While a nine-to-five workweek may be non-negotiable, she maintains that it’s just as important to block out time for family commitments, a night out with friends or your favourite spin class.

“Advisors often tell clients to pay themselves first. The same principle applies when it comes to time management,” says Eileen Chadnick, certified coach and founder of Toronto-based Big Cheese Coaching. “If you don’t carve out your priorities, you’ll get interrupted.”

Aside from your top priorities, Chadnick also advises scheduling some “white space” into every day. Zavitz, who keeps her daily planner on her BlackBerry, agrees. “I schedule personal time right into my planner.

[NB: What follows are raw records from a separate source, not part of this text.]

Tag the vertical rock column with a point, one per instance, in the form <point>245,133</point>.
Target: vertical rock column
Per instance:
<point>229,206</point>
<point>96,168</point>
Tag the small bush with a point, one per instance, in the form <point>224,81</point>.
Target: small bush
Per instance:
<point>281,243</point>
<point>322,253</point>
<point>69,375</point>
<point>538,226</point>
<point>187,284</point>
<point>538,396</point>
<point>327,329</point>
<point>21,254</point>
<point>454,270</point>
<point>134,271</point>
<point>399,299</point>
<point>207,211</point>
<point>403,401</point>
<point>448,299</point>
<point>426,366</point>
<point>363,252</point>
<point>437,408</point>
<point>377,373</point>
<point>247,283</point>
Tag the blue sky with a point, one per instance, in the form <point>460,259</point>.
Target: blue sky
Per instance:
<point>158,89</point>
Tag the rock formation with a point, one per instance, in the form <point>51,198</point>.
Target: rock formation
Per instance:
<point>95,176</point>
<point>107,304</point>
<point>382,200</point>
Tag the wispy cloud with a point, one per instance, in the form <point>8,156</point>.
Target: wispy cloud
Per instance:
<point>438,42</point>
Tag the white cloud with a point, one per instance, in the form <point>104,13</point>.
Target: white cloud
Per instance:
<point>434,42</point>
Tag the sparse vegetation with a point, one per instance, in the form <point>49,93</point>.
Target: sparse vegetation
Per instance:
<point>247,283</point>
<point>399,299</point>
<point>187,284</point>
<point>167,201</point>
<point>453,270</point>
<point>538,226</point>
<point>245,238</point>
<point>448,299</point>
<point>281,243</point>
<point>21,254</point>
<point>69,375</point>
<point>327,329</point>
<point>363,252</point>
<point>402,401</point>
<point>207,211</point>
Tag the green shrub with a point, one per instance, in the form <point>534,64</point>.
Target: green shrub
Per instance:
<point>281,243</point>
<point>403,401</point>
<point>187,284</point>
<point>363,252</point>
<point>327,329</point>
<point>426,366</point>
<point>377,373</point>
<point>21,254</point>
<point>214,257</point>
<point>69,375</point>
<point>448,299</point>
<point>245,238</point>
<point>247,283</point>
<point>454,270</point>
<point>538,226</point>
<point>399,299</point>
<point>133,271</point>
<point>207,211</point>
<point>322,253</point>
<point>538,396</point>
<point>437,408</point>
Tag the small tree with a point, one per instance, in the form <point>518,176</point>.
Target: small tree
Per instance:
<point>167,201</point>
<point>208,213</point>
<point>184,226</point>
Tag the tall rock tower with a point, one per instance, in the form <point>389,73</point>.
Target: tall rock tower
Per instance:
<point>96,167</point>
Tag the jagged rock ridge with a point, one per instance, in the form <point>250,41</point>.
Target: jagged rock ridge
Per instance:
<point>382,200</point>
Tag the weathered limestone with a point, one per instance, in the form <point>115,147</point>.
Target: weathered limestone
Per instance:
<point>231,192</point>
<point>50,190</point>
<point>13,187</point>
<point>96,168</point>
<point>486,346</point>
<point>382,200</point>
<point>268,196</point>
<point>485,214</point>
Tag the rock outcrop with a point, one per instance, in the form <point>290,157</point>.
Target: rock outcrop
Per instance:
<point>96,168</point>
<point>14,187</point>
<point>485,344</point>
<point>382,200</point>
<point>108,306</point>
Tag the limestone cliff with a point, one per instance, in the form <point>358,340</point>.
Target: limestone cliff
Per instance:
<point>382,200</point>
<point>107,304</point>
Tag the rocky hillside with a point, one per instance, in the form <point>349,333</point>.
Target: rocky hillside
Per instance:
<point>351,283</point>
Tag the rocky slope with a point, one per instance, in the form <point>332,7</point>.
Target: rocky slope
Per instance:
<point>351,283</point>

I don’t deny myself that,” she says. “If I have a hair appointment in the middle of the afternoon, it becomes part of my day.”

Of course, you know what they say about the best-laid plans. “Every schedule needs to be course-corrected,” says Grall, who recommends reviewing it at the end of every week to identify what scheduling tactics worked and what didn’t — such as allowing yourself five minutes to drive across town between appointments.

“Overscheduling ourselves is a common mistake,” says Chadnick, noting that being in a constant rush is a huge energy drain. “We need to allot every activity a realistic amount of time.”


Once you’ve penned your big-picture priorities into your planner, it’s time to take a long, hard look at how you spend your time in the office.

If you haven’t already segregated your book, do so, advises Grall. “If you can categorize and prioritize your client base, you’ll end up spending your time where it’s most valuable,” she says.

Hire a junior advisor to look after lower-priority clients you don’t want to lose, and bring in an administrative assistant to take care of the tasks you’d rather not do. “Don’t worry about the money, you’ll earn it back,” says Zavitz, who manages one of the largest blocks of disability insurance in southwestern Ontario — with the help of a team of 13.